LOS ANGELES, Calif. – Although Kyle Clifford still can’t drink with his Los Angeles Kings teammates, at least while they’re at home, the talented teenager already has a veteran’s savvy about celebrations and souvenirs.
Clifford scored his first NHL goal, Jonathan Quick made 26 saves, and the Kings hung on late for a 2-1 victory over the Calgary Flames on Thursday night.
During a sometimes shaky opening period in their return from a four-day break, the Kings got a fortuitous goal when the 19-year-old Clifford deflected home Wayne Simmonds’ shot in front of the net.
“It was an ugly goal, but it’s good to get the first one off my back,” said Clifford, who made the Kings’ roster out of training camp but didn’t score until his 22nd game.

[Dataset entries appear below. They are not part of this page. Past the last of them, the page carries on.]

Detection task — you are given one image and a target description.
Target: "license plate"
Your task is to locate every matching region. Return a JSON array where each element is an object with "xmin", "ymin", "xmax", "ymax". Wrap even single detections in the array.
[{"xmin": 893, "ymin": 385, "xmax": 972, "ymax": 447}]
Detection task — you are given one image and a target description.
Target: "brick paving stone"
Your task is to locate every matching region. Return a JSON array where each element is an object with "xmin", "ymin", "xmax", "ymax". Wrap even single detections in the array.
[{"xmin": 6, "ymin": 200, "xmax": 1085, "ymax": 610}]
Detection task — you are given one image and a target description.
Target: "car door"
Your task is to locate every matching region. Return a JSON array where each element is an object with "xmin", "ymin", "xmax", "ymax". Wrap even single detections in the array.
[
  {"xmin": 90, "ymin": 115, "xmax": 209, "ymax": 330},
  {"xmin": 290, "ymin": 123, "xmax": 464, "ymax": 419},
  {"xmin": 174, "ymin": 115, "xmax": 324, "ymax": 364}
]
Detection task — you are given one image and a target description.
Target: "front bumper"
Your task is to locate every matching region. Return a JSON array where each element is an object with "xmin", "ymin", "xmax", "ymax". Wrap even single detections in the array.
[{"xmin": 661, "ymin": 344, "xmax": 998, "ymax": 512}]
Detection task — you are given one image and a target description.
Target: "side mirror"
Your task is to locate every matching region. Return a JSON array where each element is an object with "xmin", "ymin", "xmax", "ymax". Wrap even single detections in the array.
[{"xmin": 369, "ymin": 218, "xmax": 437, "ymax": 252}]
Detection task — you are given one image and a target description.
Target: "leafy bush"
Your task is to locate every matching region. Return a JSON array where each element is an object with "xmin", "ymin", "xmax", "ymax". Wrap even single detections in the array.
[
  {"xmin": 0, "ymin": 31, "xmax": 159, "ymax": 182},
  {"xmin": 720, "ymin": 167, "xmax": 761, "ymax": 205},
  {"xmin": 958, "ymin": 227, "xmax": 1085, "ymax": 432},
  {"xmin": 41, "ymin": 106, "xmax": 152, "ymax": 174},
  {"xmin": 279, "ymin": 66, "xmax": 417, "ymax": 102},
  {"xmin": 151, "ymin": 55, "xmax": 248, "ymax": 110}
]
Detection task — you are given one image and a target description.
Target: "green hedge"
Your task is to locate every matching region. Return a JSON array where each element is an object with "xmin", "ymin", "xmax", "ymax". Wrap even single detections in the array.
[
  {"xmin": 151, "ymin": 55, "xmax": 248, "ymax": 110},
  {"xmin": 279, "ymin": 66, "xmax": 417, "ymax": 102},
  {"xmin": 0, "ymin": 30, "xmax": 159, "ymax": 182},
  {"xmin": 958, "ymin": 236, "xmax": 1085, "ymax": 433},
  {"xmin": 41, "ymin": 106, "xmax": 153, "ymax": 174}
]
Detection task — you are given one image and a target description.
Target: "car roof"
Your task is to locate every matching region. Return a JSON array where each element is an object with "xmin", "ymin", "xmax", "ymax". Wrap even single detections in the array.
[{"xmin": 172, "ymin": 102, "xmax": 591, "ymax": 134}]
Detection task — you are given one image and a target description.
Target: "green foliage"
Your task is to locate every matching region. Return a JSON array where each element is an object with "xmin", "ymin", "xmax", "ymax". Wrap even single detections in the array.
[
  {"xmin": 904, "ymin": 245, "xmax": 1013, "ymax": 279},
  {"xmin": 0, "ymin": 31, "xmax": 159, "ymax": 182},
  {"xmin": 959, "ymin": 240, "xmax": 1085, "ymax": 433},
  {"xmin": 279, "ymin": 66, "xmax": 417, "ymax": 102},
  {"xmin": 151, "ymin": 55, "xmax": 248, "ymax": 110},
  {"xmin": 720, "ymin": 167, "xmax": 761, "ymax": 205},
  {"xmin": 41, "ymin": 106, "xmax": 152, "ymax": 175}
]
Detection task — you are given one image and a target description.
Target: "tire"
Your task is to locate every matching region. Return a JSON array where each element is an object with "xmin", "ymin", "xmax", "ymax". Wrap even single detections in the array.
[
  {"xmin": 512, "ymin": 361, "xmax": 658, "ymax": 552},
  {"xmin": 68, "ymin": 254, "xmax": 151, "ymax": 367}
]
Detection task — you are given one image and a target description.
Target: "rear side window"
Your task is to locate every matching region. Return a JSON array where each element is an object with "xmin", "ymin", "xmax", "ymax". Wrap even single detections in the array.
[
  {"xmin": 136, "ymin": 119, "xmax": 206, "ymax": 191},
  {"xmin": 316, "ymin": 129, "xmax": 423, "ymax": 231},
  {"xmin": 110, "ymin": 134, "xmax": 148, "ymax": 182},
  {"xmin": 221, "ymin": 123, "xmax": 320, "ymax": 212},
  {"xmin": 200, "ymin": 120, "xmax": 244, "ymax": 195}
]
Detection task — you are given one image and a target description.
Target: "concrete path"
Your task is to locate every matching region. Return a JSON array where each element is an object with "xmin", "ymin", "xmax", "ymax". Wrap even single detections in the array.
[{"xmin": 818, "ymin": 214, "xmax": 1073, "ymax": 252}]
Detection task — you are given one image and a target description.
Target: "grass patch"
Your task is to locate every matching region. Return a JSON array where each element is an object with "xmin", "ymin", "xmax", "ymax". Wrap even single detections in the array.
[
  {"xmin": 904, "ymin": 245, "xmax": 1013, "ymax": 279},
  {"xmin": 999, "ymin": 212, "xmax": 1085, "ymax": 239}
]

The Kings’ second-round draft pick last summer didn’t even try to hide his broad grin while hugging his teammates and watching replays of his feat on Staples Center’s massive overhead scoreboard. Clifford’s early excitement gave a boost to his teammates through the rest of a grinding win over an opponent that has thrashed them regularly in recent years.
And when asked what he’ll do with the puck, Clifford said: “I’m going to send it back home to my parents. Cheap Christmas present.”
Anze Kopitar also scored a power-play goal for the Kings, who have won three straight after losing seven of eight in a skid that sent them tumbling from the top of the Western Conference standings.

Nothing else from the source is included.